Jeff standing up in his fishing kayak

The W allows me to fish virtually all the time.  When other yakkers stay home because of high winds, I’m out paddling around.
In the W, your lower half is protected from the wind and the spray shield keeps water off you as well.   A set of Frog Togs ensures that you stay dry and comfortable all day.  I’ve spent as much as 5 solid hours in the W in cool weather and lots of wind.
Padding is easier and requires less effort than in a regular kayak.  I use a long stroke at a slower pace and have no trouble keeping up with longer kayaks that are using double the amount of short strokes.  The W’s height allows that and helps me.  Also, I “push” the stroke rather than “pull” it.  The high hand and arm push the paddle through the water with the lower hand only pulling enough for guidance.  This allows you to paddle longer because it’s less tiring.

The W also handles waves much better and far drier than other small boats and kayaks.  We have a number of large yachts on the Intercoastal that kick up huge waves.  Other kayaks and small skiffs get spun around or tossed badly.  The W rides it like my CraigCat-up and down without a problem.  Last week I found it also slips up and down over the backs of very large and too curious manatees.  The boat tipped to one side, but remained upright and we both went home with a story of the one that got away.

Fishing is a sport of tactical knowledge and a feel for the area you are fishing.  I own hundreds of rods and reels and have designed a few kayak/canoe rods.
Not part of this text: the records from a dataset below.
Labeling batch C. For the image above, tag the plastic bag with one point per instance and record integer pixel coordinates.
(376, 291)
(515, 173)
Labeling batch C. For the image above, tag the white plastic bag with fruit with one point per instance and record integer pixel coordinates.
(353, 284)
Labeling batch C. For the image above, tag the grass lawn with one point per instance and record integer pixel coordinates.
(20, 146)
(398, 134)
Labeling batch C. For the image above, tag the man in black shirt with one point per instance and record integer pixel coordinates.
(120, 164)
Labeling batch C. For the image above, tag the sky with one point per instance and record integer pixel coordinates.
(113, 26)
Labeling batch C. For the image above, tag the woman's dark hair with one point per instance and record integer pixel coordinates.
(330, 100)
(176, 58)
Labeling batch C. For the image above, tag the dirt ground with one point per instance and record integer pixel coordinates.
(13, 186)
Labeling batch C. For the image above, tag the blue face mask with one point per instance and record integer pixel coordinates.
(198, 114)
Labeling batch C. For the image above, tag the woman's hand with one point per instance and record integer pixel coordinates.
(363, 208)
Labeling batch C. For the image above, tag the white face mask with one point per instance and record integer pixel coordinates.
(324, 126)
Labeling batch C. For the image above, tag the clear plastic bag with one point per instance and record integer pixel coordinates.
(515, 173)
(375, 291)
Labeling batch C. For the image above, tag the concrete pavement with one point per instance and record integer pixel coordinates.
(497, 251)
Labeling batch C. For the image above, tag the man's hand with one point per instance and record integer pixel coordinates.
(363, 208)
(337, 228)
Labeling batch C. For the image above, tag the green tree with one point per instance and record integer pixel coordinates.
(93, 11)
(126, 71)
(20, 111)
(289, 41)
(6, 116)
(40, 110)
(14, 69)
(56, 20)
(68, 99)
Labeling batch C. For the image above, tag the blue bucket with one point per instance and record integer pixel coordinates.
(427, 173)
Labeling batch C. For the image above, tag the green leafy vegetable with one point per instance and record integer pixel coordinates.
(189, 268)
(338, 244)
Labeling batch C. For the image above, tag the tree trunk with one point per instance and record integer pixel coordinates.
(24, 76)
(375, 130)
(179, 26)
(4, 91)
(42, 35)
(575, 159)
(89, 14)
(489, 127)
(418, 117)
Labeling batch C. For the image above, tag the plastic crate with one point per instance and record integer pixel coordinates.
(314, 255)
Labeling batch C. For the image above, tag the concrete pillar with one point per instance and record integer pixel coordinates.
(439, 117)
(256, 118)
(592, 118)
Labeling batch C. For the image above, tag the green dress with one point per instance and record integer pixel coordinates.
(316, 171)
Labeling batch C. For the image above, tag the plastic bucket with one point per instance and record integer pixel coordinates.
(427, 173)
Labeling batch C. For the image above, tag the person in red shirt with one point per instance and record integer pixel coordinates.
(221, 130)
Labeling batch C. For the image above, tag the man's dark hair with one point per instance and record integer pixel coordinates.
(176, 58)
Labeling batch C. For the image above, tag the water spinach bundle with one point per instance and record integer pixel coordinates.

I also test new rods and reels for a number of companies before they go onto the general market.  The more you fish, the more specialized your gear gets.  The most important thing is to understand the area you are trying to fish.  I envision the travel patterns the fish use to get from place to place.  I think about where they can ambush a meal with the least effort or how the tidal patterns affect where they rest and feed.  I have to understand how the light hits the water and how I might be exposed or hidden by it.  The W allows me to move into their house and position myself to the best advantage.  I wish I could come up with a way to describe the feel of the W.  Sitting down, it’s like riding.  Standing up-well, until I figure some way to put floats on my size 15 feet and walk on water,
standing up in the W is the next best thing.
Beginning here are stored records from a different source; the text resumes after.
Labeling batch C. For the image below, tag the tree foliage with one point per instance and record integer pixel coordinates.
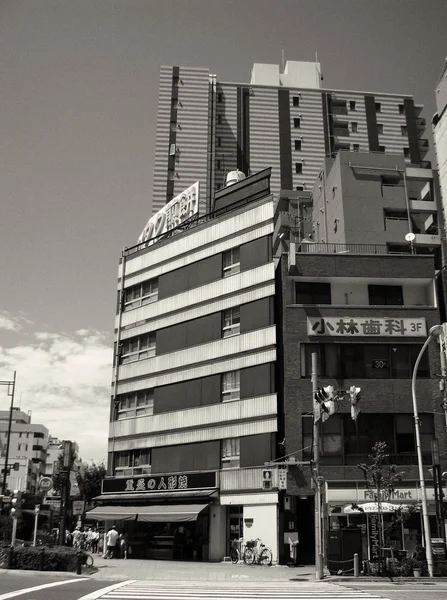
(89, 479)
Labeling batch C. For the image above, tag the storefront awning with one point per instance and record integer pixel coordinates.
(372, 507)
(169, 514)
(112, 513)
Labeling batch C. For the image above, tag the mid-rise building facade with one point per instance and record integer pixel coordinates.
(194, 409)
(364, 303)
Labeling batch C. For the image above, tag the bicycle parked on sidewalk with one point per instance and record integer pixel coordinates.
(257, 553)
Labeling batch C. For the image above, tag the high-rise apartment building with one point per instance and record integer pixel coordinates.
(283, 120)
(440, 133)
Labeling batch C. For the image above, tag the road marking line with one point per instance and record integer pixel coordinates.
(37, 588)
(106, 590)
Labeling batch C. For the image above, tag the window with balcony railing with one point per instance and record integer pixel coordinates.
(231, 262)
(230, 453)
(141, 294)
(133, 462)
(135, 404)
(348, 442)
(138, 348)
(231, 386)
(231, 322)
(364, 361)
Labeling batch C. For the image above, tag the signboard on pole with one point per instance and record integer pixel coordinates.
(78, 507)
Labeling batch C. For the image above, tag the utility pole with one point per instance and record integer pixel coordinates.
(11, 389)
(316, 471)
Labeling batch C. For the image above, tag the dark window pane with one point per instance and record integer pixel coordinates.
(386, 295)
(311, 292)
(352, 360)
(423, 370)
(377, 361)
(400, 362)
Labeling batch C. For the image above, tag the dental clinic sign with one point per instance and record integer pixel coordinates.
(177, 211)
(350, 327)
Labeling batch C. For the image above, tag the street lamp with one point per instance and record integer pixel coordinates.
(435, 332)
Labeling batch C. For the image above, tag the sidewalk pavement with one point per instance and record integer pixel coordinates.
(166, 570)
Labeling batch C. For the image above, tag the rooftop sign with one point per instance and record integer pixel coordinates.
(177, 211)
I would venture to say the W offers improved casting with any gear. From the riding position, I get more power with my casting and spinning because I can put my whole body into the cast and use my legs.
The solid feel of the boat gives you a great sense of security.
Netting fish is also easier because you can bring the net handle up and across the noodles and just hold in until you net the fish alongside.
This allows you to compose yourself and arrange things to remove the hook without tangling your gear or hurting the fish.  WARNING:  It is very important to fill the handle of your net with spray foam.  This is
so that when manatees and sundry aquatic creatures borrow your net, you can get it back.  I know from personal experience these critters are very inconsiderate and will leave it on the bottom where you can’t find it.
I would venture to say the W offers improved casting with any gear.
It’s a great exploration kayak and there’s a great sense of adventure for the user.

My favorite scouting position in the W is standing up.  I can spot fish and then move in stealth mode with a push pole or paddle blade.
There is a serious advantage to being able to stand and see over grass or oyster beds.  Being able to peak over cover is a big deal.
Sometimes, like when I was working my way along the Ocklawaha River, I was moving through snag (and gator) infested waters with logs, bed pads and deep, dark places you might not want to get into.  The W handled that
type of paddling better than our other craft.  You could stand quick to see ahead, duck and move around things.  It’s a great exploration kayak and there’s a great sense of adventure for the user.  No craft is perfect for all things, but sometimes I have so much fun with the boat, I forget to fish.